- Opowiadanie: Ambush - Na krawędzi zmierzchu

Na krawędzi zmierzchu

Błaha opo­wiast­ka, ale mam na­dzie­ję, że do­strze­że­cie głę­bię;)

Wy­my­śli­łam bie­ga­jąc po pe­ro­nach.

Dzię­ki bruce za ła­pan­kę i w ogóle za to, że jest;)

Dyżurni:

ocha, domek, syf.

Oceny

Na krawędzi zmierzchu

– Wi­dzia­łeś tę eg­zo­tycz­nie ubra­ną damę? Miała pięk­ny tur­ban! Mo­gli­śmy kupić sobie na spół­kę ob­wa­rzan­ka, teraz czuję się tro­chę głod­na…

Iwona pa­pla­ła na różne te­ma­ty, jak za­wsze kiedy była zde­ner­wo­wa­na. Usia­dłem bli­sko, żeby dodać jej otu­chy.

Przez wiele lat pro­wa­dzi­ła nudne życie, wy­bie­ra­jąc naj­ła­twiej­sze opcje, nie gry­ma­sząc i nie ocze­ku­jąc od losu zbyt wiele. W ten spo­sób zna­la­zła pracę, męża, przy­ja­ciół. Przez kil­ka­dzie­siąt lat nie za­sta­na­wia­ła się, czy czuje się szczę­śli­wa. Zwy­czaj­nie re­ali­zo­wa­ła po­wie­rzo­ne jej za­da­nia, dbała o in­nych i cze­ka­ła na ko­lej­ne dni.
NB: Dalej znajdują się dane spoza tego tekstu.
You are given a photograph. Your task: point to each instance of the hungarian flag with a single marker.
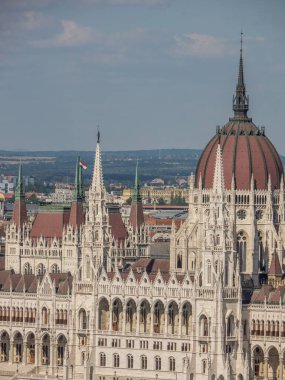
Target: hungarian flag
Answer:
(84, 166)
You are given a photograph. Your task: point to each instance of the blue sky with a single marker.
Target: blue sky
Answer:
(151, 73)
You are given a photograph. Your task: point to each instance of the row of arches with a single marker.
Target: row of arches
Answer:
(268, 328)
(144, 318)
(144, 362)
(269, 365)
(29, 315)
(18, 350)
(40, 269)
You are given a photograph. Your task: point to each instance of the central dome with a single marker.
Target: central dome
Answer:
(246, 150)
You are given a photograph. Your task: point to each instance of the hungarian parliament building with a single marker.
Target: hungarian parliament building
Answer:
(81, 297)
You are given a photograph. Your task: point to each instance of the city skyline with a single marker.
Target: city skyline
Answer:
(151, 73)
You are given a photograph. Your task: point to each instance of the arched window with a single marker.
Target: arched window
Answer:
(54, 268)
(116, 360)
(204, 366)
(130, 361)
(172, 364)
(179, 261)
(102, 359)
(209, 272)
(28, 269)
(45, 316)
(41, 270)
(241, 249)
(261, 253)
(157, 360)
(87, 267)
(83, 319)
(143, 362)
(204, 326)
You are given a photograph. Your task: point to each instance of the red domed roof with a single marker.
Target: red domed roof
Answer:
(246, 150)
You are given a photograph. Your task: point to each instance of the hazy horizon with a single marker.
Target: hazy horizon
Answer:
(151, 73)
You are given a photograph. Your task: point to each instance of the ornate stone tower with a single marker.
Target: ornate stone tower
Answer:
(96, 239)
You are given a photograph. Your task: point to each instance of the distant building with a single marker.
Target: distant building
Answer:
(8, 182)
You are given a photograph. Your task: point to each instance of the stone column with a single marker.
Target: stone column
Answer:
(24, 359)
(138, 320)
(281, 366)
(180, 323)
(166, 321)
(151, 319)
(97, 317)
(124, 318)
(252, 366)
(266, 368)
(111, 317)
Przy­jaźń ze mną była pierw­szą rze­czą, którą zro­bi­ła spon­ta­nicz­nie. Dzia­ła­li­śmy razem, a Iwona z god­no­ścią zno­si­ła po­ja­wia­ją­ce się wy­ra­zy nie­za­do­wo­le­nia, oka­zy­wa­ne cho­ciaż­by przez jej do­ro­słe dzie­ci.

Praca w moim ze­spo­le to było coś, czego nigdy nie za­zna­ła. Wie­dzia­łem, że wy­ma­gam od niej wiele, ale dzię­ki mo­je­mu wspar­ciu i licz­nym tre­nin­gom cał­kiem do­brze sobie ra­dzi­ła.

Wszyst­ko mie­li­śmy za­pla­no­wa­ne i ob­li­czo­ne. Przej­ście na trze­ci peron zaj­mo­wał Iwo­nie nor­mal­nie je­de­na­ście minut. Sie­dzia­ła na ławce, po­zor­nie spo­koj­na, choć co jakiś czas zer­ka­ła na ze­ga­rek kon­tro­lu­jąc czas. W mo­men­cie, kiedy do punk­tu zero po­zo­sta­ło sześć minut po­wie­dzia­ła:

– Ru­sza­my, Che.

Jakby trze­ba mnie było o tym in­for­mo­wać!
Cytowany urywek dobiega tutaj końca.